CDA1 knockdown abrogates TGF-β-stimulated SMAD3 activation in VSMCs
In order to establish a pathological role for overexpression of CDA1-encoding gene Tspyl2 leading to vascular ECM accumulation, we examined whether CDA1 plays a role in TGF-β-stimulated SMAD phosphorylation and transcriptional activities. We stably transduced VSMCs with either a vector control retrovirus or a retrovirus expressing hairpin-structured siRNA m957 [13] to reduce the CDA1 level. The cells were treated with TGF-β at specified concentrations for 30 min. CDA1 was undetectable in mouse VSMCs with its gene being silenced by Tspyl2 siRNA m957, whereas CDA1 protein levels in control VSMCs were increased by TGF-β treatment for 30 min (Fig. 3a). SMAD3 phosphorylation was undetectable in cells without TGF-β treatment or with 0.1 ng/ml TGF-β. In contrast, SMAD3 phosphorylation was markedly increased with 0.5 ng/ml TGF-β and further increased with 1.25 ng/ml in a dose-dependent manner. SMAD3 phosphorylation stimulated by TGF-β at the same concentrations was markedly attenuated by the decrease in the CDA1 level due to Tspyl2 siRNA knockdown, whereas total SMAD2/3 levels were not reduced (Fig. 3a). Attenuation of TGF-β-stimulated SMAD3 phosphorylation by Tspyl2 knockdown was also observed with TGF-β treatment at higher concentrations (Fig. 3a).
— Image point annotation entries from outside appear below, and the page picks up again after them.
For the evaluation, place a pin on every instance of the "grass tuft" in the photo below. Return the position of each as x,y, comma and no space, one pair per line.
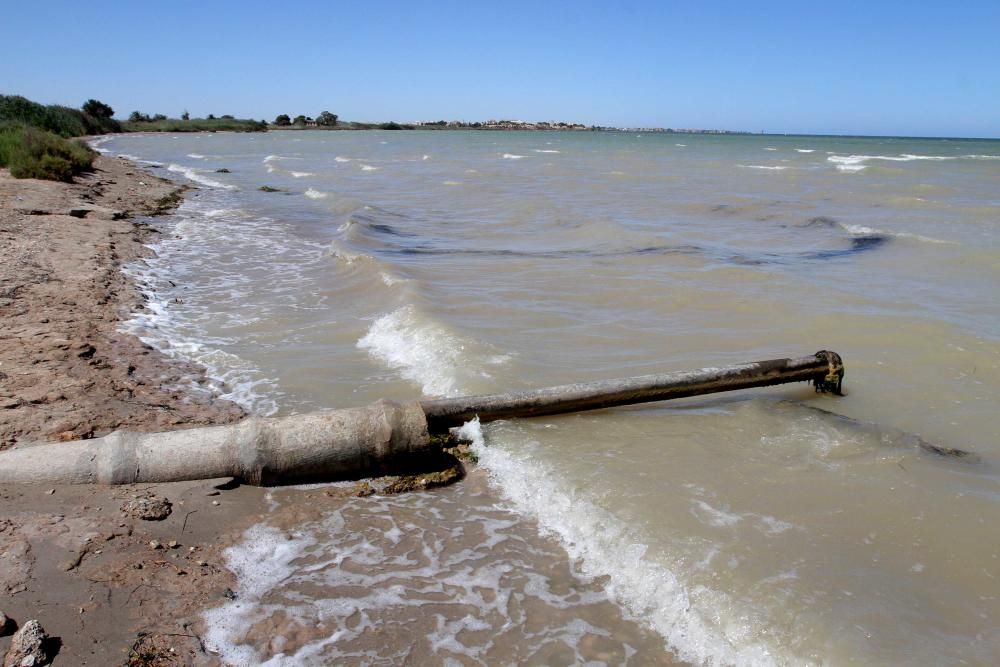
33,153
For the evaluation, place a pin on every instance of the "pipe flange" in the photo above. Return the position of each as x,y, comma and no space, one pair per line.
833,380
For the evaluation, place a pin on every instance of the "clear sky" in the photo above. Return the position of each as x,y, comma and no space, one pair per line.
841,67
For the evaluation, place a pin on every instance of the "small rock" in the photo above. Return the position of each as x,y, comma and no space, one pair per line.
27,647
148,508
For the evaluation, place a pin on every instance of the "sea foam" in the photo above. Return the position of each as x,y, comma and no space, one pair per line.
604,546
198,177
427,353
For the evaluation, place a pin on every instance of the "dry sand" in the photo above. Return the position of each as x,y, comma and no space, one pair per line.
70,557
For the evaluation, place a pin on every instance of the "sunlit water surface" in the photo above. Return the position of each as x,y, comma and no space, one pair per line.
749,528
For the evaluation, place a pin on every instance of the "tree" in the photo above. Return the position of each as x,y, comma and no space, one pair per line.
97,109
326,119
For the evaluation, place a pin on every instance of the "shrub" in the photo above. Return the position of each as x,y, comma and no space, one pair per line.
64,121
32,153
97,109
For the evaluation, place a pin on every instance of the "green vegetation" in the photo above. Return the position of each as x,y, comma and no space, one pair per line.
30,152
64,121
140,122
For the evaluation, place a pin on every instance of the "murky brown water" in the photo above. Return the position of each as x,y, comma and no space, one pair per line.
748,528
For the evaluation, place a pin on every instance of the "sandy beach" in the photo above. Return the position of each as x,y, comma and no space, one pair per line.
105,584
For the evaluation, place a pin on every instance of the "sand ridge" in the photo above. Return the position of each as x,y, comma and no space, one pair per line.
71,557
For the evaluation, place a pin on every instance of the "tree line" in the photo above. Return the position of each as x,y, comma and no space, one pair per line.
325,119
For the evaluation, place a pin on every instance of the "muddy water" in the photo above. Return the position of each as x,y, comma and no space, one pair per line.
753,528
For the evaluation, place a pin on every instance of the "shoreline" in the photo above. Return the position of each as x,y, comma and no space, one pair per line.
103,582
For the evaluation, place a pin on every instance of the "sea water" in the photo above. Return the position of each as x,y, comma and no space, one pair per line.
772,526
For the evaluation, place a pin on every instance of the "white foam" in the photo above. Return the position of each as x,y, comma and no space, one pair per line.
274,158
855,163
197,177
261,561
713,516
861,230
604,546
96,144
425,352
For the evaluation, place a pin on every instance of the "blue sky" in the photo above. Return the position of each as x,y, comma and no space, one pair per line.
913,68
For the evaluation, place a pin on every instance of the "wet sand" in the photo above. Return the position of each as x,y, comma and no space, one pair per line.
71,557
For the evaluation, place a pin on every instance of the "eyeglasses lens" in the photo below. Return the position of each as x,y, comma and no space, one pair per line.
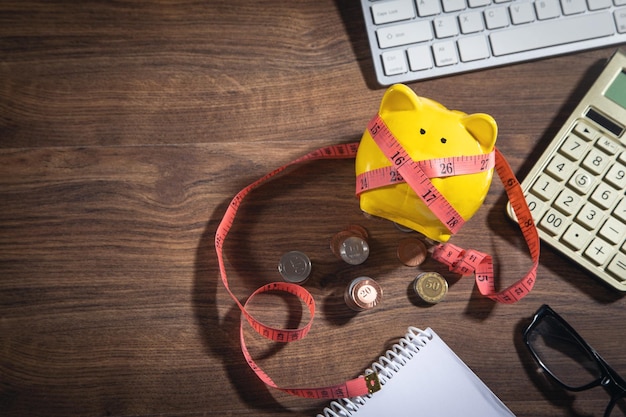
562,354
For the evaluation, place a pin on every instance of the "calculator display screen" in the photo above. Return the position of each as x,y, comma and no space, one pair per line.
617,90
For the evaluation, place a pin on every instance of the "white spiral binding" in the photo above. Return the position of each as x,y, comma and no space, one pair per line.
386,367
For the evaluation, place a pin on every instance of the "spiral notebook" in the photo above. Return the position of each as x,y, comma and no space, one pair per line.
421,376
These results demonstrate that CDA1 participates in TGF-β signalling and plays a critical role in amplifying the stimulation by TGF-β of SMAD3 phosphorylation; they also show that CDA1 protein levels play a pivotal role in modulating SMAD phosphorylation and activation in response to TGF-β.
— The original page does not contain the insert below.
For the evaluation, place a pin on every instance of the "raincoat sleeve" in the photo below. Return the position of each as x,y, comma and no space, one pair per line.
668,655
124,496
The role for CDA1 in mediating signalling and transcriptional activities of TGF-β was examined in control and Tspyl2 knockdown VSMCs by measuring luciferase activities of a TGF-β-responsive luciferase reporter construct, p3TP-Lux, and a SMAD3-specific luciferase reporter construct, p(CAGA)12-Luc (Fig. 3b). Background levels of luciferase activities for the promoterless luciferase gene construct pGL3-BASIC in either vector retrovirus- or Tspyl2 siRNA retrovirus-transduced VSMCs were not changed by TGF-β treatment (Fig. 3b). p3TP-Lux activity was stimulated >17-fold by TGF-β treatment at 2.5 ng/ml for 24 h in vector control cells, whereas CDA1 knockdown attenuated the stimulatory effect of TGF-β by >70% (Fig. 3b). Similarly, TGF-β stimulated an eightfold increase in luciferase activity of the p(CAGA)12-Luc in vector control cells, but this increase was attenuated by more than 60% in the Tspyl2 siRNA knockdown cells (Fig. 3b). These results indicate a role for CDA1 in modulating TGF-β signalling, leading to regulation of TGF-β-responsive gene promoters, a process involving SMAD3.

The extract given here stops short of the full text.